Problem here:

http://www.usaco.org/index.php?page=viewproblem2&cpid=714

I read the given solution here:

http://www.usaco.org/current/data/sol_helpcross_silver_feb17.html

And I’m trying to understand its correctness.

So here’s what I’ve come up with. Suppose we run the algorithm and then suppose this is not a maximal result, and then show a proof by contradiction.

An “unmatched cow” is a cow that has not been matched with any chicken in the final result. So if this is not maximal, there must be at least unmatched cow that could have been matched with a chicken.

Could it still be possible after running the algorithm to pick a single chicken and a single

cow and match them?
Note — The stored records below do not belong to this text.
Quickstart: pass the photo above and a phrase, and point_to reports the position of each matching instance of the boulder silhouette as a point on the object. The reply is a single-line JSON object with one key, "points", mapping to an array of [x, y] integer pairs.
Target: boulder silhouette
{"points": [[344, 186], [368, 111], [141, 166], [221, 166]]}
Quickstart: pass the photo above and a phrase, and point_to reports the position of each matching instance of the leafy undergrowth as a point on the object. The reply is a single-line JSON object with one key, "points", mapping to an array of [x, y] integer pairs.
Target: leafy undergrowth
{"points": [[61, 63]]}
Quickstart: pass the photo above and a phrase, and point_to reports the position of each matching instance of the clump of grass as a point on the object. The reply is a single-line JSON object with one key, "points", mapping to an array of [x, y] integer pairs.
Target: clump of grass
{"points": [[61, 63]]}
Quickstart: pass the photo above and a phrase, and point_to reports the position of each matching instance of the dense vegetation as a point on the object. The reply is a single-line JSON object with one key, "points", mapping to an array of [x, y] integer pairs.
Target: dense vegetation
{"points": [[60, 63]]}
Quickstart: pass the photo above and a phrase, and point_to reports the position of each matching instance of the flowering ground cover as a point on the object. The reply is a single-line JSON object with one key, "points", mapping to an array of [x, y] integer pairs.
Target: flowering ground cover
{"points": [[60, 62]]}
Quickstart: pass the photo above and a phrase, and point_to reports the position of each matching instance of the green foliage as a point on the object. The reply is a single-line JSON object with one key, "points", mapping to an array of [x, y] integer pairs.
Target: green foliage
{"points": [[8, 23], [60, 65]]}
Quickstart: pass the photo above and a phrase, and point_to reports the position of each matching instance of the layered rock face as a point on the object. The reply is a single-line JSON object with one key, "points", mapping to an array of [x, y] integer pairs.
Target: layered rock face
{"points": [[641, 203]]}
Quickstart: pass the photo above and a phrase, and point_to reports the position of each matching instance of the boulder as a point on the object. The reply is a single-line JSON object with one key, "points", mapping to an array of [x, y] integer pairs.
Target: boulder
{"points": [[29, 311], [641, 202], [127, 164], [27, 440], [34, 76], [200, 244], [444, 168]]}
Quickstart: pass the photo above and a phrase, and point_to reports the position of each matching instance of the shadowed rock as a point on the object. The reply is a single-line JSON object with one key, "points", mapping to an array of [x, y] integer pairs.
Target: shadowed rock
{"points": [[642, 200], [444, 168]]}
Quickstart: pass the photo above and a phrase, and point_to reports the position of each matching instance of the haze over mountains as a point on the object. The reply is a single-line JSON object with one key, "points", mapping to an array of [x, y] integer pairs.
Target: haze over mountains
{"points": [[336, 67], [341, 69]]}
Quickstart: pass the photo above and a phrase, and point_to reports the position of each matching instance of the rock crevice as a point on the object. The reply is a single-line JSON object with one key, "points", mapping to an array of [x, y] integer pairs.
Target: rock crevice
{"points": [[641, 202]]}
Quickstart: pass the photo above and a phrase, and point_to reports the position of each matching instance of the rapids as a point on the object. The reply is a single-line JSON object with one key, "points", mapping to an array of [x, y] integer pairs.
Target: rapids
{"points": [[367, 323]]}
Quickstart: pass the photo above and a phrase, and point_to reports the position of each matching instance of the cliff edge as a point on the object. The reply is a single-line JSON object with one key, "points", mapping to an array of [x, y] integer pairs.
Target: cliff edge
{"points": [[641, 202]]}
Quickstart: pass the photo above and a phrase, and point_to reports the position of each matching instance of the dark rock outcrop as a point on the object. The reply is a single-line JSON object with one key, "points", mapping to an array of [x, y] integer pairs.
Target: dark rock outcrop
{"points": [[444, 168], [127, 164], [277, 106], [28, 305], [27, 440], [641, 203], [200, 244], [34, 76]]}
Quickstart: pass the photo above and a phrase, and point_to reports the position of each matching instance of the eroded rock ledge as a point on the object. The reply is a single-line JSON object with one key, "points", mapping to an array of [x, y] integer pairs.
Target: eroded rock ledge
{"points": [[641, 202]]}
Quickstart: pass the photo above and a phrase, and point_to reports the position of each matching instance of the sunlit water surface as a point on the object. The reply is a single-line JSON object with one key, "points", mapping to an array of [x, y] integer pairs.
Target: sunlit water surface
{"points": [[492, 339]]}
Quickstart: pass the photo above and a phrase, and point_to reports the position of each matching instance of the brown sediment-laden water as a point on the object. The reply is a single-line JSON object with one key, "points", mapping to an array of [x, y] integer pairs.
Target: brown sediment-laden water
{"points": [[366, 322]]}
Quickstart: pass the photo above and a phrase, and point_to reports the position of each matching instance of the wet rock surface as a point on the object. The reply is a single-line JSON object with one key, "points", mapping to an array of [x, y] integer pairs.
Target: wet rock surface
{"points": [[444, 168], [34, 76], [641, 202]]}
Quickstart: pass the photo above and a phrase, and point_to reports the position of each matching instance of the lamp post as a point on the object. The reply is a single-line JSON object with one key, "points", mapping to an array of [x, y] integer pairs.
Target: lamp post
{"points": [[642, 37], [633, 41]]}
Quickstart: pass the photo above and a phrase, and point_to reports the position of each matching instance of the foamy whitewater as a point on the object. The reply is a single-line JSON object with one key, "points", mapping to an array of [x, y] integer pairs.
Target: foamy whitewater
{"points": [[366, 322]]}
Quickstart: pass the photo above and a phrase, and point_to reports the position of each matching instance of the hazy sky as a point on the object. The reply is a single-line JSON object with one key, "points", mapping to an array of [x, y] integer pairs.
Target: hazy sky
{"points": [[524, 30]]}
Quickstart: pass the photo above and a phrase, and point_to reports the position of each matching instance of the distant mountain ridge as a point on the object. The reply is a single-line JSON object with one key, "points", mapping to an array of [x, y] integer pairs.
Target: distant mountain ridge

But the algorithm would have found that chicken when it first ran.

The other way we can have an unmatched cow U is that at least one matched cow M has a choice of chickens, H1 and H2. In the algorithm we chose a chicken H1 that could have also been matched with U, and then H2 is not within the time range of U so we don’t have the option to match U. We lost the opportunity by choosing wrong with M.

The four cases in the diagram show the four ways that U can overlap with M, given different lengths and positions of U.

In the diagram, case 1 shows M with the two chickens as circles superimposed. The red one is the one we chose to match with M and we can see how in an optimal result we would choose the other chicken to match with M. But this scenario contradicts the algorithm, which is that it would have chosen the earlier chicken to match with M.

Case 2 is also a contradiction because it would leave an unmatched chicken that would have been picked up the first time the algorithm ran.

Case 3 is a contradiction: it would have matched the earlier red chicken with U first, because U ends earlier than M.

Case 4 is similar to case 2.

Let me know if I’m track here or if there is some simpler way to express this.